Kentucky Senate Approves the Children’s Medical Record Access Bill

With HIPAA, parents have the right to access the health records of their minor kids. However, Kentucky legislators would like to ensure that parents could access the complete medical records of their children and stop healthcare companies from keeping information regarding treatment that doesn’t demand parental permission under state legislation.

Representatives Rebecca Raymer (R), Chris Fugate (R), Danny Bentley (R), Michael Lockett (R), and John Hodgson (R) sponsored House Bill 174. The bill includes another section to the existing state law (KRS, Chapter 422) that creates standards and processes for accessing copies of the health records of patients below 18 years old by a parent of the patient or their personal representatives, who are authorized individuals under state law to make medical care decisions for a patient, as long as the disclosure of those information is compliant with the Health Insurance Portability and Accountability Act (HIPAA).
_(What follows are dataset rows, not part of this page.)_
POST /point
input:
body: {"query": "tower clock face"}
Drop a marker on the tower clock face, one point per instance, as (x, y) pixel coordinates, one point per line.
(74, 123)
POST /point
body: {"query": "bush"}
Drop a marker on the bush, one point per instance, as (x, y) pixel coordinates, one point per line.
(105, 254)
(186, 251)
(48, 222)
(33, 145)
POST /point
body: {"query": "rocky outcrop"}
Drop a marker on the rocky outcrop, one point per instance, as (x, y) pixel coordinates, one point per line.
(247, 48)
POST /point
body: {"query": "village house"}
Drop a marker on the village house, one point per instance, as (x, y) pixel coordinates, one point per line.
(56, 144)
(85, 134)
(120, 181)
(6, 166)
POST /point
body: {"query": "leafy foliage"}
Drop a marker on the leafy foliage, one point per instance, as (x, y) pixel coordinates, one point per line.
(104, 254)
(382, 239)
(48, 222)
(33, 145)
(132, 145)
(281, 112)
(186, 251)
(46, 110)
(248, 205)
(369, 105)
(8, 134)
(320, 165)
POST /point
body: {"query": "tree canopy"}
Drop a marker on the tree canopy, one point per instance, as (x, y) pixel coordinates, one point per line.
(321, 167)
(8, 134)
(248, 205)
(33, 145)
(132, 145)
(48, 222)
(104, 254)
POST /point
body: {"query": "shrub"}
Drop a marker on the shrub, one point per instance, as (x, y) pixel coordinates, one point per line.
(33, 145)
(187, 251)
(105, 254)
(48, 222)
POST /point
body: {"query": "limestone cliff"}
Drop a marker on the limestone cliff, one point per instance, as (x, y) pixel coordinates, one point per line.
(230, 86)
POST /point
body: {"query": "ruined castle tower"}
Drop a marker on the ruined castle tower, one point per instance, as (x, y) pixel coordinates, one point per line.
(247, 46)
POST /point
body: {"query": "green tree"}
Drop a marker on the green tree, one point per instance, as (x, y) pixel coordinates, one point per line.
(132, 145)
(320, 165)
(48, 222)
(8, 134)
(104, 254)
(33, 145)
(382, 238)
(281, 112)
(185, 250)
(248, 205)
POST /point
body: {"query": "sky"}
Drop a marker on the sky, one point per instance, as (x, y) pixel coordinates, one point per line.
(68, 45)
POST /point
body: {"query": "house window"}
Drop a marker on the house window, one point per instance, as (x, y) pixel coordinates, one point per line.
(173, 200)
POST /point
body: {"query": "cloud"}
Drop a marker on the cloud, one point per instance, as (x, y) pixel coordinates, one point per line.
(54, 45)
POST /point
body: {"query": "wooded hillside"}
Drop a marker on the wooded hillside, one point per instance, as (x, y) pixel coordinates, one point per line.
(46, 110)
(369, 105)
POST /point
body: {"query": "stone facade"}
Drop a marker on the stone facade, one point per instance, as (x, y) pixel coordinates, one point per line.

Sen. Donald Douglas (R) introduced the bill to the House and explained that although HIPAA recognizes the right of personal representatives or parents to access or get a copy of the health records of their minor kids, that is not always true. If according to all that is stipulated in the HIPAA forms, the decisions are often made by the states or at times the treating physician. Sen. Douglas also mentioned that state rules have set up boundaries for parents. For example, with state law, those under 18 who have particular health conditions may be treated without parental or legal guardian consent. Individuals who are 16 years old can get mental health treatment without parental or legal guardian consent. Sen Douglas does not agree with this setup.

In Kentucky, there are particular health conditions that those under 18 can agree to and there is no need for parental consent, for example, reproductive medical care, when child abuse is alleged, and mental health care (for those over 16 years old). Although the changes to state legislation have gotten strong support from Kentucky legislators, changes are being criticized, particularly by pediatricians. Sen. Karen Berg (D) voted contrary to the amendment. She explained she has talked with pediatricians and the perspective was that they wouldn’t follow the changes when they are passed. This would create a big break in doctor-patient confidentiality about some singular concerns that growing teens at times want and sometimes require secrecy from their parents.

Sen. Cassie Chambers Armstrong (D) likewise voted contrary to the bill and stated that parents already got access to the majority of medical records of their children, besides several parts where extra protections were applied, for instance, injuries suffered because of child abuse. Sen. Douglas’ counterargument states that in these instances, healthcare organizations are required to alert the police, and the part of a healthcare organization is to offer a viewpoint and treatment, never to become involved in parenting other people’s kids.

The House of Representatives approved the bill with a vote of 81-15. The Senate approved the bill with a vote of 28-7. The bill is currently with the House.